Dass prunksüchtige Bürgermeister jahrelang über die Verhältnisse lebten und heute noch viele Städte und Gemeinden Unsinniges finanzieren, beweisen alle Jahre wieder die Schwarzbücher des Bundes der Steuerzahler. Dessen Präsident Karl Heinz Däke rechnet die öffentliche Verschwendung auf jährlich 30 Milliarden Euro hoch.

Unter der derzeitigen Finanzmisere leiden aber auch Städte, die als Musterbeispiel an Sparsamkeit gelten: Das in der ganzen Bundesrepublik gepriesene Offenbacher Modell ist bedroht, weil 2002 nur die Hälfte der zunächst erwarteten Gewerbesteuer fließen dürfte.

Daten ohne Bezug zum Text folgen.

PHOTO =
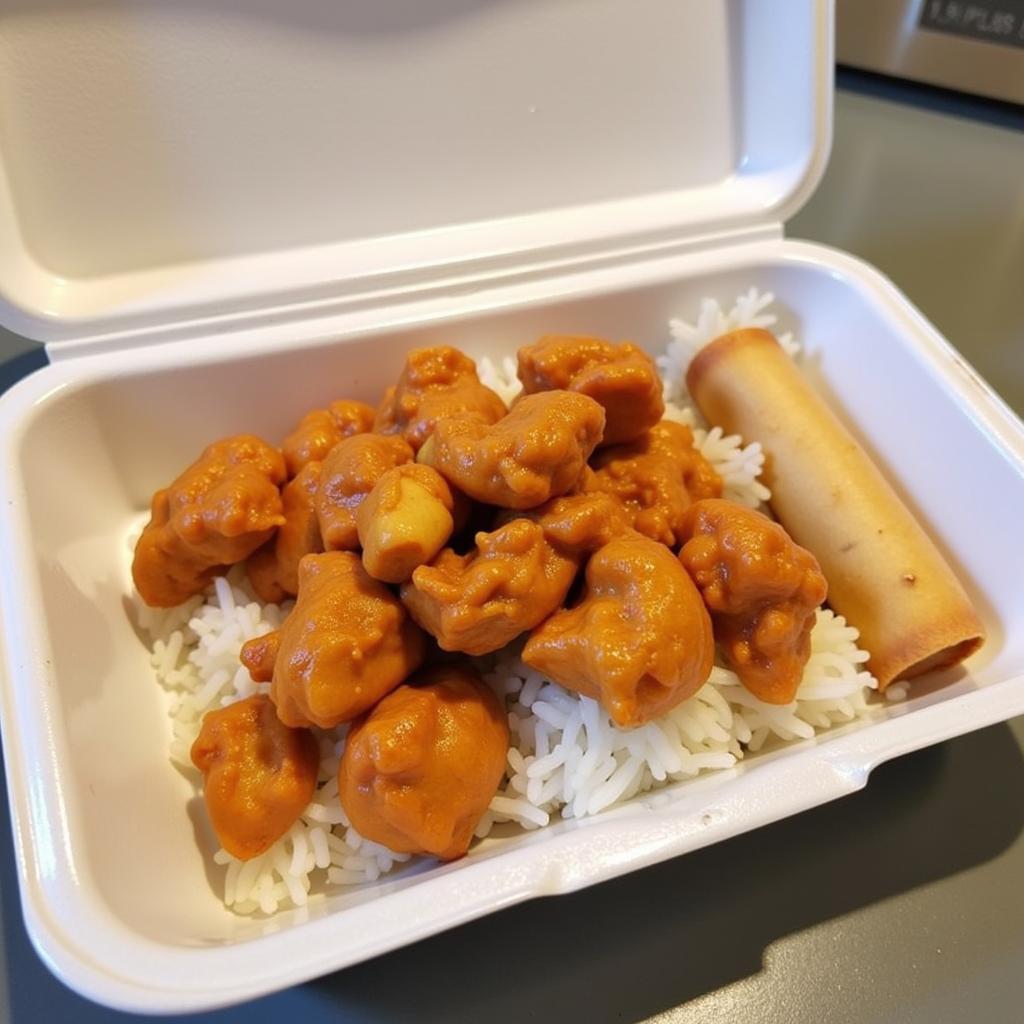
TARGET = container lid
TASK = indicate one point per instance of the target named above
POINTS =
(162, 162)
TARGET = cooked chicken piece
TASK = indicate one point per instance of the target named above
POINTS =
(349, 473)
(258, 774)
(536, 453)
(222, 508)
(321, 429)
(639, 641)
(477, 602)
(655, 478)
(273, 570)
(347, 642)
(435, 384)
(623, 379)
(419, 771)
(404, 521)
(763, 591)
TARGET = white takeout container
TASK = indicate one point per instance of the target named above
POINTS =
(219, 215)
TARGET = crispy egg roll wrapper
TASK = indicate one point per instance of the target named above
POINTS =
(885, 574)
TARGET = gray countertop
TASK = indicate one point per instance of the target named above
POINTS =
(904, 902)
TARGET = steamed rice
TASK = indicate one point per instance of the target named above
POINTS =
(565, 759)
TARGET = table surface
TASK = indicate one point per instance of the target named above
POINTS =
(904, 902)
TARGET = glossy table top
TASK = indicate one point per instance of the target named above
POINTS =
(904, 902)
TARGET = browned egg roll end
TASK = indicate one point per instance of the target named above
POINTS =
(885, 574)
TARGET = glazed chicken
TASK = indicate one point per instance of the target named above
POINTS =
(623, 379)
(273, 570)
(535, 453)
(404, 521)
(421, 768)
(436, 384)
(347, 642)
(579, 524)
(258, 774)
(639, 641)
(222, 508)
(321, 429)
(443, 521)
(763, 591)
(478, 602)
(654, 478)
(349, 473)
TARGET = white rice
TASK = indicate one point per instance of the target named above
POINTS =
(566, 759)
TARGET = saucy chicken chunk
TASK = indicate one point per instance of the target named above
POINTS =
(577, 524)
(479, 601)
(349, 473)
(639, 641)
(258, 774)
(419, 771)
(535, 453)
(321, 429)
(623, 379)
(404, 521)
(763, 591)
(347, 642)
(222, 508)
(435, 384)
(655, 478)
(273, 570)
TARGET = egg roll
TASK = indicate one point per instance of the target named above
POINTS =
(884, 572)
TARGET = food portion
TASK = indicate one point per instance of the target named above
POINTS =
(884, 572)
(763, 592)
(321, 429)
(436, 384)
(347, 643)
(273, 570)
(222, 508)
(622, 379)
(581, 567)
(258, 774)
(535, 453)
(654, 478)
(421, 768)
(404, 521)
(478, 602)
(639, 641)
(350, 472)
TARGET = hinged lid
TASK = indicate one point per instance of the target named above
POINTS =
(164, 161)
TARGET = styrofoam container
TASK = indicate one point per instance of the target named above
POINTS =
(221, 215)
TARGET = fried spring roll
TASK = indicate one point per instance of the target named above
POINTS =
(884, 572)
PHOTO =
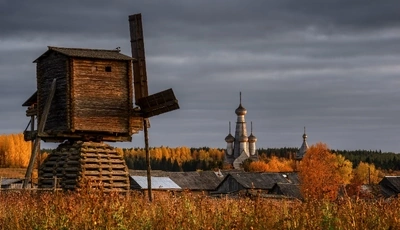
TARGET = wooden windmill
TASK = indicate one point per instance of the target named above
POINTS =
(85, 97)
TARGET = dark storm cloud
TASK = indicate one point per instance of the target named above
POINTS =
(329, 65)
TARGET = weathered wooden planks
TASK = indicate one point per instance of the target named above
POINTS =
(73, 166)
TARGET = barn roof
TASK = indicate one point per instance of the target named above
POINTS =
(8, 181)
(87, 53)
(288, 190)
(390, 186)
(257, 180)
(202, 180)
(157, 183)
(199, 180)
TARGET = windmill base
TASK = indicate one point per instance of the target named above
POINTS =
(80, 165)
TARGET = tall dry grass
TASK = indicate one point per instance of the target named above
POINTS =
(96, 210)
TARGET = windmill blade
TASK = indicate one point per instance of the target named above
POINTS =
(138, 53)
(42, 123)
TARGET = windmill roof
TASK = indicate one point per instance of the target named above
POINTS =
(87, 53)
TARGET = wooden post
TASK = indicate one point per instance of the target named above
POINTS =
(146, 145)
(55, 183)
(42, 123)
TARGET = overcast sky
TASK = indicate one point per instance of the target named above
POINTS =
(332, 66)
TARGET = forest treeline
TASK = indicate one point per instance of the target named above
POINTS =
(15, 152)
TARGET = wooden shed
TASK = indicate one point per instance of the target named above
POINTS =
(93, 97)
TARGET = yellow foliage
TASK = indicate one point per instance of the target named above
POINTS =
(366, 173)
(322, 173)
(14, 151)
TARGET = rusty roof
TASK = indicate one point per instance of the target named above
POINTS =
(263, 181)
(288, 190)
(87, 53)
(196, 180)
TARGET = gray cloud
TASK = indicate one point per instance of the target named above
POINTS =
(330, 66)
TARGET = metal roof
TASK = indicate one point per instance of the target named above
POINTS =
(162, 183)
(289, 190)
(87, 53)
(8, 181)
(264, 181)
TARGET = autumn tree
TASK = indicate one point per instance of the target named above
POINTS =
(322, 172)
(366, 173)
(14, 150)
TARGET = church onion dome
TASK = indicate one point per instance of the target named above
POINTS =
(243, 138)
(229, 138)
(252, 138)
(240, 110)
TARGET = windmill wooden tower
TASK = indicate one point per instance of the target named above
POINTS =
(85, 97)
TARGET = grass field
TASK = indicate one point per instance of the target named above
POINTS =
(95, 210)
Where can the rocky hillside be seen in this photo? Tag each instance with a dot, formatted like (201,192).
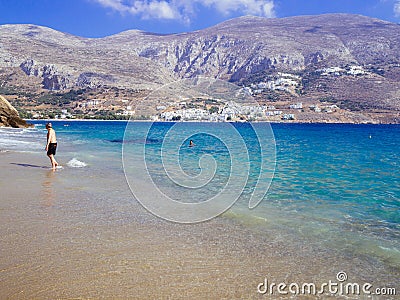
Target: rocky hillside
(9,116)
(245,50)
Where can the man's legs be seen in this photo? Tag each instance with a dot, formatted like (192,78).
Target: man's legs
(54,163)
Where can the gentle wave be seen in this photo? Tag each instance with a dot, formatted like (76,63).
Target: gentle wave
(75,163)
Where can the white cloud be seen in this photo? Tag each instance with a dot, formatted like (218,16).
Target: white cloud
(396,8)
(184,10)
(249,7)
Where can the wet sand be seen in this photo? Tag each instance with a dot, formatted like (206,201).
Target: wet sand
(61,238)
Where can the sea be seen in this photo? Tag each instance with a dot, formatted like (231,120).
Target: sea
(328,191)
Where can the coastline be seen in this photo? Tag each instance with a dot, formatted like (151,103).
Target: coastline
(199,121)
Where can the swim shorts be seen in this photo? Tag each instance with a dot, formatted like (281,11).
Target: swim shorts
(52,149)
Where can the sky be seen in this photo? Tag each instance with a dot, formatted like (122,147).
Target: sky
(99,18)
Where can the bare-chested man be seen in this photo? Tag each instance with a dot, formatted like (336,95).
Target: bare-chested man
(51,145)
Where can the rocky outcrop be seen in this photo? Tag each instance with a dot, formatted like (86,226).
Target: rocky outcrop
(53,79)
(9,116)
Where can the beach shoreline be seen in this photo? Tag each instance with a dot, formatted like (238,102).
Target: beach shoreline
(69,241)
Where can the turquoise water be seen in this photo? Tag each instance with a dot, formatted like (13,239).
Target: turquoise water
(332,185)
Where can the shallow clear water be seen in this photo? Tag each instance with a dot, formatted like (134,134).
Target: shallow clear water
(335,187)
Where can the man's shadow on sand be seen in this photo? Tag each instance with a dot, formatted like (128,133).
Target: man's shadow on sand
(29,166)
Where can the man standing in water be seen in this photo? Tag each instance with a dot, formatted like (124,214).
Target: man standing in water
(51,145)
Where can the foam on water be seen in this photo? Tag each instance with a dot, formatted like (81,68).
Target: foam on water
(75,163)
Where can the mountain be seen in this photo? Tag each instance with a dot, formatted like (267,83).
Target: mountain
(9,116)
(245,50)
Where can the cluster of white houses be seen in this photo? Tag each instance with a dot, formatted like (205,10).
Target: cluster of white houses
(232,111)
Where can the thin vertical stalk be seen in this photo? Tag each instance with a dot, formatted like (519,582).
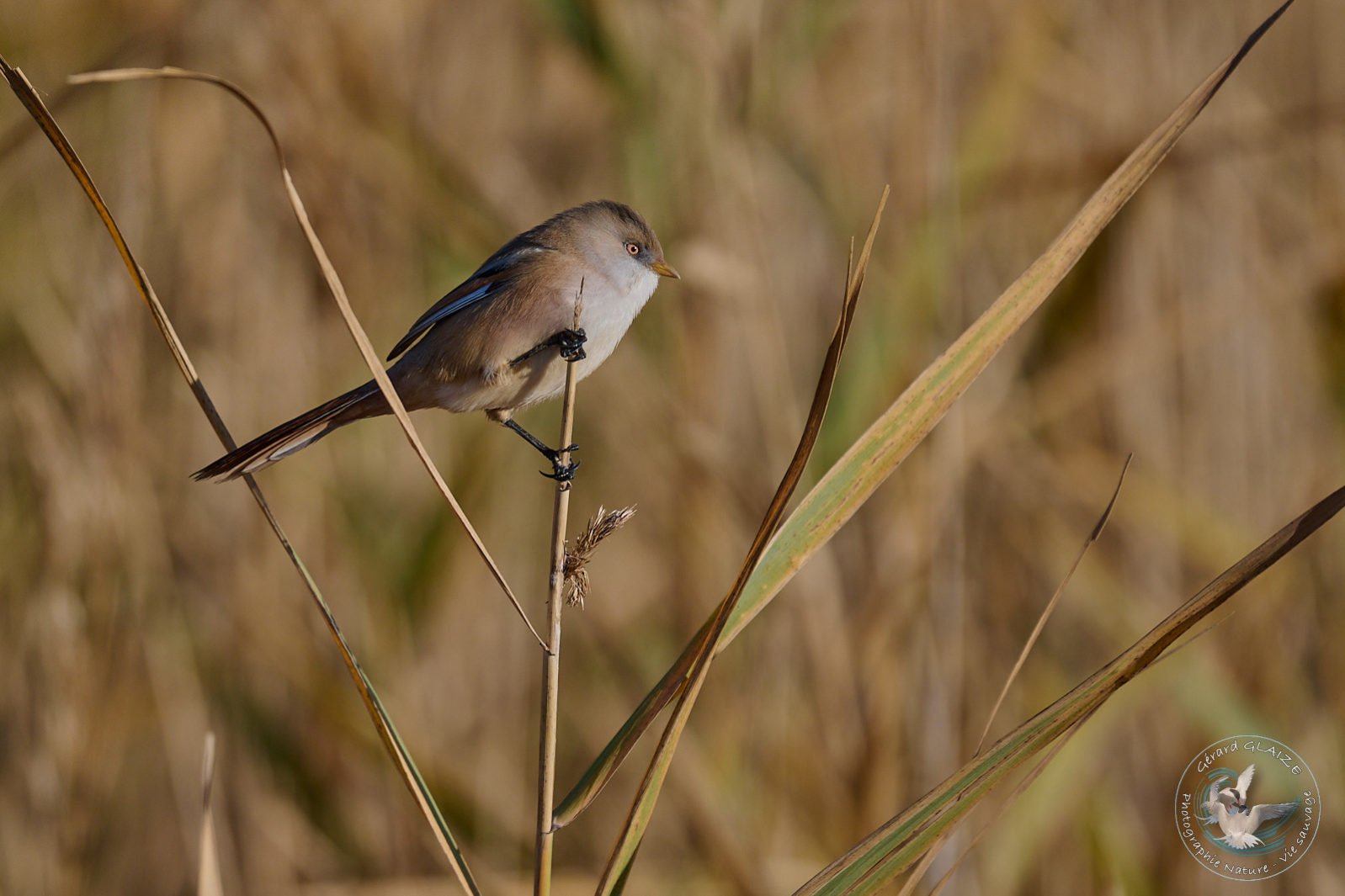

Der Sozialdemokrat Gerhard Grandke hatte sich bundesweit einen Namen als Sparkommissar gemacht, weil er der maroden Stadt anfang der neunziger Jahre - zunächst als Kämmerer, inzwischen auch als Oberbürgermeister - ein rigides Sparprogramm verpasst hatte. Er senkte Personalkosten und Sachaufwand drastisch.

Die "Liste der Grausamkeiten" (Grandke) war lang: So schloss er drei Schwimmbäder, eine Stadtteilbibliothek, ein Jugendzentrum und - der Aufschrei der Bildungsbürger war heftiger als etwa bei dem Jugendzentrum - das städtische Theater.

Jetzt arbeiten die Offenbacher fieberhaft daran, ihr Modell zu retten. Doch Oberbürgermeister Grandke fällt außer einem erneuten Personalabbau kaum noch etwas ein.

Immer mehr Kommunen greifen auch zu illegalen Tricks, um halbwegs mit dem Dilemma fertig zu werden: Viele finanzieren beispielsweise die Personalkosten per Kredit, was verboten ist.

"Verglichen mit mir ist Hiob ein fröhlicher Mann", sagt der Verwaltungschef von Holzminden, Wolfgang Bönig. Nur mit Krediten der Bank kann der Bürgermeister der niedersächsischen 22 000-Einwohner-Stadt sich selbst und seine Mitarbeiter noch bezahlen, seit im Haushalt der Stadt über sieben Millionen Euro fehlen. Die Schulden sind nicht zu tilgen, Bönig spürt schon Kleckerbeträgen hinterher. Erstmals hat Holzminden jetzt auf die Weihnachtsbeleuchtung an der Weser verzichtet, Einsparung: rund 250 Euro.

"Mit Kassenkrediten wie in Holzminden versuchen immer mehr Kommunen, sich über die Runden zu retten", sagt Eberhard Kanski vom Bund der Steuerzahler in Nordrhein-Westfalen. Aber bei den Dispo-Krediten geht es den Kommunen wie jedem Bürger - sie sind fast doppelt so teuer wie langfristige Darlehen. Doch die günstigen Kredite dürfen die Städte nicht für ihren Verwaltungshaushalt aufnehmen, das ist nur bei Investitionen erlaubt.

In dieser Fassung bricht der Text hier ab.